Thornton Wilder, Our Town, Daily Word, from inwardoutward.org, August 2, 2016.

Our-Town.jpg

Emily speaks these memorable lines in the play, Our Town, after she returns to earth for one day to Grover’s Corners since her young untimely death at age twenty-six. She chooses her twelfth birthday and soon can no longer bear watching as the people she loves barely interact with each other.

I am writing on Earth Day and listening to music about the earth such as Beethoven’s Sixth Pastoral Symphony as we travel from a reunion in Virginia to the gulf coast. This symphony always reminds me of the four years we lived in Iowa City. The music was the background for a visual production of the Iowa outdoors called, Iowa, A Place to Grow, which always reminded us to bloom where we were planted and appreciate the beauty of the earth and the people of that state.

I remember the first Earth Day in 1970. It was the day my husband of six months left for Vietnam for a year. I was pregnant with our first child and feeling very sorry for myself. I spent the day watching the Earth Day celebration on our small black and white television and stripping the wax off the floor of our kitchen. I knew I had to transform the energy generated by Robert’s leaving into something useful. I wish I was able to write that I went out and planted trees, but alas, my kitchen floor was as far as I got.

We are driving through a gentle rain and the car radio is now playing American composer, Alan Hovhaness’ tribute to a beloved tree on his uncle’s farm struck by lightning, Under The Ancient Maple Tree.  I wish I could say I participated in some marvelous events to care for and thank our earth and especially its trees on the other forty-eight Earth Days since, but I honestly cannot remember another Earth Day.  Today the best I can do is enjoy the ride, give thanks for the rain, and give thanks for the bountiful green trees keeping us alive along Interstate 85.

I think of my father who was a forester who lead many hundreds of expeditions to plant pine seedlings.  I remember on trips how he often would point out the tall grown trees that he had planted. I thank him now for his plantings many years later.

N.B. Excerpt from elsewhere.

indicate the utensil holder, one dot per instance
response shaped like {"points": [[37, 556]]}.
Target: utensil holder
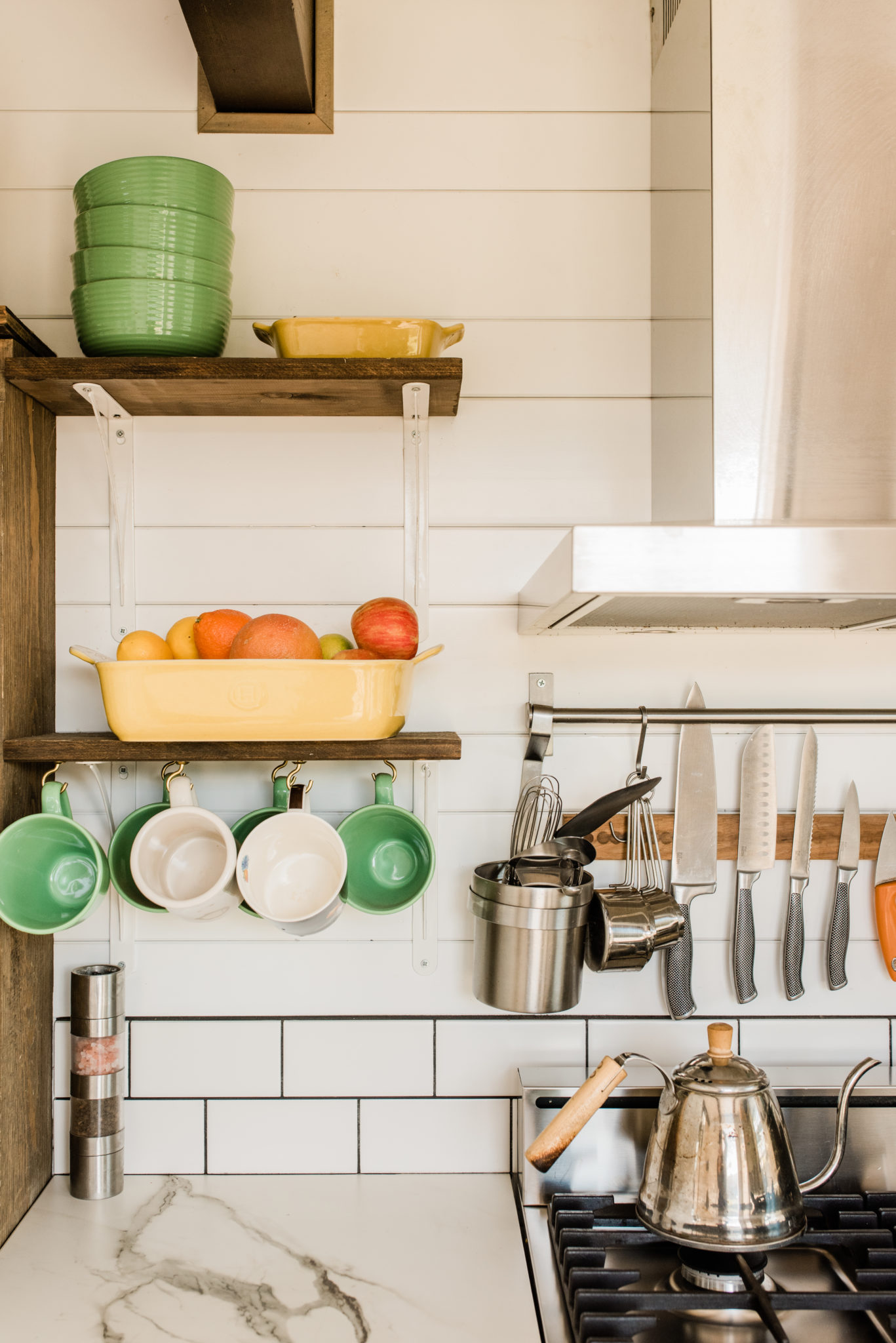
{"points": [[97, 1136]]}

I have learned along the way that our environment, the outdoors, especially trees keep us grounded to the present moment. This is the present moment that I think Emily is talking about where we learn to appreciate each precious gift of time especially with those we love. My experience is that I most often begin to live in the present moment when I am outdoors and see the trees and plants and realize that there is something greater going on than the past and the future that I am concerned about.

CS Lewis and so many others and now Emily tell us that the present moment, not the past or the future, is where we meet and recognize God,  the Creator, the God of Love.